Bir kere senin yaptığın en hafif deyimle vefasızlık. Kırat her şeyi bilir, her şeyi hisseder, her şeyi anlar. Benim durumumu unutma yatağa bağlı olduğum için kıratın emaneti sana, o ailemizin gözbebeği demiş.
Haylaz genç, “bir şeyin fiyatını bilen fakat değerini bilmeyen” gençlerden olduğu için seyis babanın nasihâtı kulağının birinden girmiş diğerinden çıkmış. Her gün kıratın yemini çalmayı sürdürmüş. Bu aylarca böyle devam etmiş, kırat yük taşırken dermandan düştükçede, halsizleştikçe de sırtından kırbacı eksik etmemiş.
Haylaz genç bir sabah ahıra girdiğinde ne görsün, kırat “nalları havaya dikmiş”, durumu babasına izah edince baba:
- Ben sana demedim mi evlâdım. Bir gün gelir kırat her şeyi anlar diye, işte bugün sana, kendisine yaptığın her türlü davranışını ve yemini çaldığını anladığını nallarını havaya dikerek gösterdi demiş.

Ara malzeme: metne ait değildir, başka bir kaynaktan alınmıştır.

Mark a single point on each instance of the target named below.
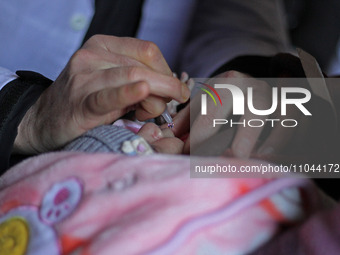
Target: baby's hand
(161, 139)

Ülkemizde her saat, her saniye kıratın yemini çalanlar var. Kıratın yemini çalanlara; yaptıklarının yanına kâr kalmayacağını, vakit geçmeden “yumuşak atın çiftesi sert olur” sözüyle hatırlatmamızın günü gelmedi mi?
Turhan Şahin
YORUMLAR
Henüz yorum yapılmamış.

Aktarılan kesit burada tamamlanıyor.